The learning and teaching strategy is designed to efficiently introduce you to the concepts, methodologies, and mathematical tools of the course and to provide you with pointers that can further be used for deepening your learning experiences. Recorded lectures and practical lab sessions are the two main vehicles for delivering the strategy. Recorded lectures are designed to provide you with the fundamental knowledge about the several topics of this module. Whereas practical sessions are designed to support and further this knowledge via practical implementation in Matlab. This will help to improve your digital capabilities and employability. The practical lab sessions are complemented by a group coursework assignment. The group work will help with your resourcefullness and cultural capability. In order to increase the effectiveness of our teaching and your learning  experience, feedback on your learning will be provided, through class discussions (Q&A), lab/tutorial questions, coursework evaluation, and office hours. Additional learning material can also be found on SurreyLearn to further help with you in acquiring a deep understanding of the module content.  

Learning and teaching methods include the following.


  • Recorded lectures 

  • Live Lectures

  • Live Tutorial sessions

  • Live Supervised Matlab IT lab/Q&A sessions on recorded lectures

  • Self/guided study from the recorded lectures and use of tutorial sheets.

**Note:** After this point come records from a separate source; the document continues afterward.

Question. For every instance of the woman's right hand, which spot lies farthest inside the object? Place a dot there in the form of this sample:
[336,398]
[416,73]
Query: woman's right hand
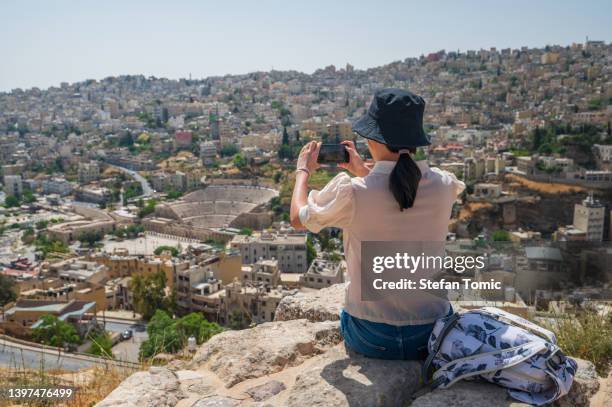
[356,165]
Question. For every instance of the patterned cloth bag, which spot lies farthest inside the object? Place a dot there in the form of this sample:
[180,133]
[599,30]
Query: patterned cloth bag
[501,348]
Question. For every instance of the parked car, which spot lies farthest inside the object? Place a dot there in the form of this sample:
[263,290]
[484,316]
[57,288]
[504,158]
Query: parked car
[127,334]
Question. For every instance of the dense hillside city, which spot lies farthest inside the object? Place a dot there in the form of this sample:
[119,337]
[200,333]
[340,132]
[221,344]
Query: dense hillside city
[140,208]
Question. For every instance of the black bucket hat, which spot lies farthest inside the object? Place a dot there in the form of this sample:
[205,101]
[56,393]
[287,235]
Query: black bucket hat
[394,118]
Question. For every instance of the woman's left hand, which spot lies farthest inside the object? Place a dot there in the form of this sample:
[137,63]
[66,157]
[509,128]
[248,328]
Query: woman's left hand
[308,156]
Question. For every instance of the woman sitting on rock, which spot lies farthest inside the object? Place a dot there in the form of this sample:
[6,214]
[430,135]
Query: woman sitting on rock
[396,199]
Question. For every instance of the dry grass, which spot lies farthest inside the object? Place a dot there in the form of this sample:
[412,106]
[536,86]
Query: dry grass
[545,187]
[586,336]
[92,385]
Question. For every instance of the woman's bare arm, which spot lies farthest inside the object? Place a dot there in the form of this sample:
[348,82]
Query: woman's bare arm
[306,164]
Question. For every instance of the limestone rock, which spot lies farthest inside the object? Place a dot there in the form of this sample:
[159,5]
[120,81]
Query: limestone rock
[321,305]
[468,394]
[235,356]
[340,379]
[586,383]
[216,401]
[266,390]
[159,387]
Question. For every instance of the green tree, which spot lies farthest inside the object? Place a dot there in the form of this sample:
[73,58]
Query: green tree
[171,335]
[28,196]
[229,150]
[277,177]
[173,194]
[11,201]
[90,238]
[7,290]
[246,231]
[238,319]
[41,224]
[147,208]
[55,332]
[149,292]
[501,236]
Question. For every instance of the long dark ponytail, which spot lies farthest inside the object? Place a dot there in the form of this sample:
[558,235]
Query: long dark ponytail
[404,179]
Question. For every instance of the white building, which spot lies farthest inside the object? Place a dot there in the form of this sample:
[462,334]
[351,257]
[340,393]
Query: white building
[13,185]
[589,218]
[208,152]
[88,172]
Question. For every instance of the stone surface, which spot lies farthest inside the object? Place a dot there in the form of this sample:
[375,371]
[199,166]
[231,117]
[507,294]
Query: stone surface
[216,401]
[586,383]
[235,356]
[159,387]
[298,362]
[321,305]
[468,394]
[266,390]
[339,379]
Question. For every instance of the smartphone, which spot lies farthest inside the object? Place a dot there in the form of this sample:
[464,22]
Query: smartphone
[330,154]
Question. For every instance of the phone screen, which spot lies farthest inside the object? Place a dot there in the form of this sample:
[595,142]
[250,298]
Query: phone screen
[333,154]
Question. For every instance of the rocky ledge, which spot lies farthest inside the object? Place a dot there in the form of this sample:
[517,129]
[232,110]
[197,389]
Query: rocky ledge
[300,360]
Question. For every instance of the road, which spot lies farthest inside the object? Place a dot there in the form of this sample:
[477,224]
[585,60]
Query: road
[127,350]
[19,356]
[146,188]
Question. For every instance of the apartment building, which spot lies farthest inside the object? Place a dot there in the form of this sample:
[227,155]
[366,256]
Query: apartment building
[208,152]
[88,172]
[13,185]
[79,270]
[589,218]
[322,274]
[257,303]
[288,250]
[57,186]
[262,272]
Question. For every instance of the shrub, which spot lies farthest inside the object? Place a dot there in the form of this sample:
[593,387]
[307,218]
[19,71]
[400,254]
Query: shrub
[586,336]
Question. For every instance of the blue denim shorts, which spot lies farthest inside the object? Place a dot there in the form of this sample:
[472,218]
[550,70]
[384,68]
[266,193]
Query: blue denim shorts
[383,341]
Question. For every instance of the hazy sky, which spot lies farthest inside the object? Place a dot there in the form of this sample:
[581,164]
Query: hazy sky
[43,43]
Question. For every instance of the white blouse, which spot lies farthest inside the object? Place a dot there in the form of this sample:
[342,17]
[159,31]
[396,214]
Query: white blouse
[366,210]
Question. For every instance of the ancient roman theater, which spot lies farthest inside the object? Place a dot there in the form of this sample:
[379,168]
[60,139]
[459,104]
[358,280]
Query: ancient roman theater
[213,211]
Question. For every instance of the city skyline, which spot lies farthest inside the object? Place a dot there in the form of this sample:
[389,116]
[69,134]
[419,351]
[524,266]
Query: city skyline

  • Office hours, a minimum of one hour every week


Indicated Lecture Hours (which may also include seminars, tutorials, workshops and other contact time) are approximate and may include in-class tests where one or more of these are an assessment on the module. In-class tests are scheduled/organised separately to taught content and will be published on to student personal timetables, where they apply to taken modules, as soon as they are finalised by central administration. This will usually be after the initial publication of the teaching timetable for the relevant semester.

Reading list

https://readinglists.surrey.ac.uk
Upon accessing the reading list, please search for the module using the module code: EEEM062

Other information

EEEM062 aims at developing and improving your engineering skills based on the University pillars:

  • Digital capabilities: students learn Matlab in EEEM062, a programming and numeric computing platform used by millions of engineers and scientists to analyze data, develop algorithms, and create models. Their Matlab competency is assessed via a group coursework, in which they need to model and simulate a simplified communication system in order to understand some of the real-life engineering constraints when designing a communication system;
  • Employability: Students learn about the basic building blocks of a communication system in EEEM062 (signal, transceiver, detection, estimation) and how to model/simulate it in Matlab. Such knowledge and application of it can definitely help to kick start a career in this field.
  • Resourcefulness and resilience: students learn to be resourceful and resilient in EEEM062 through scaffolding learning, instructions, guidance, and feedback throughout the Matlab labs, as well as through group work when completing the coursework.
  • Global and cultural intelligence: Throughout the years, our class has been quite diverse in EEEM062, with students coming from different continents. We encourage them to exchange and work together, especially through the Matlab lab and the group coursework. Besides, given that most our students are from aboard and speak English they inherently have global capability via their usage of English, which is reinforced by having this module taught in English.

Please note that the information detailed within this record is accurate at the time of publishing and may be subject to change. This record contains information for the most up to date version of the programme / module for the 2024/5 academic year.